This repo contains a wrapper for the Java implementation of the TopMine algorithm created by El-Kishky and available at http://web.engr.illinois.edu/~elkishk2/. More details about the algorithm and the authors can be found in
@inproceedings{conf/vldb/ElkishkySWVH13,
author = {Ahmed El-Kishky and
Yanglei Song and
Chi Wang and
Clare R. Voss and
Jiawei Han},
title = {Scalable Topical Phrase Mining from Text Corpora},
booktitle = {VLDB},
year = {2015},
}
If you use any contents in this package, please cite the above paper as your reference.
The Java scripts have been modified to accept spanish and english corpora. Hence this algorithm can be used for both languages using R and Java. Two examples were added in order to test the algorithm.

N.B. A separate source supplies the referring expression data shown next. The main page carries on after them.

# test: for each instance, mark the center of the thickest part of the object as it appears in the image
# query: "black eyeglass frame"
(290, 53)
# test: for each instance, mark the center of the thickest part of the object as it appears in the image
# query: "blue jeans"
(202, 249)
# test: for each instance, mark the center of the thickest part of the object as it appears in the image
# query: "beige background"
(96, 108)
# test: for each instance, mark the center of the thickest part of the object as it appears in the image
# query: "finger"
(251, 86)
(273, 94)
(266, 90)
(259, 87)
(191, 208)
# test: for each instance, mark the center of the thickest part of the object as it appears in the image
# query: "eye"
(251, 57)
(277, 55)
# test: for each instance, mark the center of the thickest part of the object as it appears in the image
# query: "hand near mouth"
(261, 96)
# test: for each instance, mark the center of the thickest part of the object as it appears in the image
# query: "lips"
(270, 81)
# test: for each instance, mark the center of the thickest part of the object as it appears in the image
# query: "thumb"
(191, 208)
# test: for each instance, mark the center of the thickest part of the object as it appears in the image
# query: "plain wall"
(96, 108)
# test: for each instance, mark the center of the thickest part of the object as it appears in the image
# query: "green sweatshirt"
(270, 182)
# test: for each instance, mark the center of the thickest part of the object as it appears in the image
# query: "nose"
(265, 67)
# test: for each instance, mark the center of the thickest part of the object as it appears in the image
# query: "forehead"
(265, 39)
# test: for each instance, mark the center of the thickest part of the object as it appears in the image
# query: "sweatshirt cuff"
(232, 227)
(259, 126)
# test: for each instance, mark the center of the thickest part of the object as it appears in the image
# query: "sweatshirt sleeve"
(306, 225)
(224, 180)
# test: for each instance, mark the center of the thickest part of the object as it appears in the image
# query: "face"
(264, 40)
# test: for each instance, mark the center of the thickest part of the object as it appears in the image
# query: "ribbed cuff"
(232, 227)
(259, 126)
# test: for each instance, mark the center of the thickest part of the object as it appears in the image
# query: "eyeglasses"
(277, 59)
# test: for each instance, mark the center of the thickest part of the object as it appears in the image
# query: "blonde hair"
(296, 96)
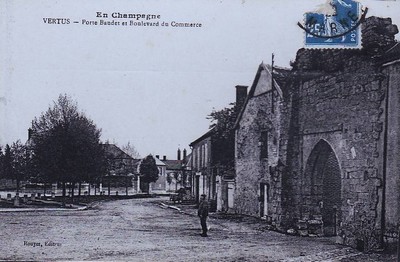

Note: this implementation will only work in Windows. Changes to the .bash file in http://web.engr.illinois.edu/~elkishk2/ must me carried out if using in different OS.
The complete repository must copied in order to use the algorithm. It contains most of the files provided by the authors.
topic <- topmine(path, numTopics, minsup, par_lst)
taking arguments:
path = path to txt file containing the corpus
numTopics = number of topics
minsup = minimum support
par_lst = list with more parameters for the algorithm:
thres (significance threshold) default to 4;
maxPattern (maximum length of the pattern) default to 3;
gibbsSamplingIterations (Number of Gibbs sampling iteration) default to 1000;
lang (language of the text- "en" or "es") default to "en";
optimizationBurnIn (optimization burn in iterations) default to 5;
alpha (algorithm parameter) default to 2.
topmine
returns a dataframe with all numTopics
topics ordered in columns.
The implementation by El-Kishky writes several txt files with the results of running the algorithm. Such are located in TopMine/output/outputFiles/:
- topicalPhrases.txt: topic phrases extracted.
- topPhrases.txt: most frequent phrases.
- topics.txt: topics to all documents.
- corpus.txt: tidy documents.
#Path to corpus
path2file <- paste(getwd(), "example_en.txt", sep ="/")
#Run topmine
topic <- topmine(path = path2file, numTopics = 15 ,minsup = 30, par_lst = list(lang = "en"))
#Read topical phrases
dataset <- read.table("TopMine/output/outputFiles/topicalPhrases.txt", header = F, sep = "\t")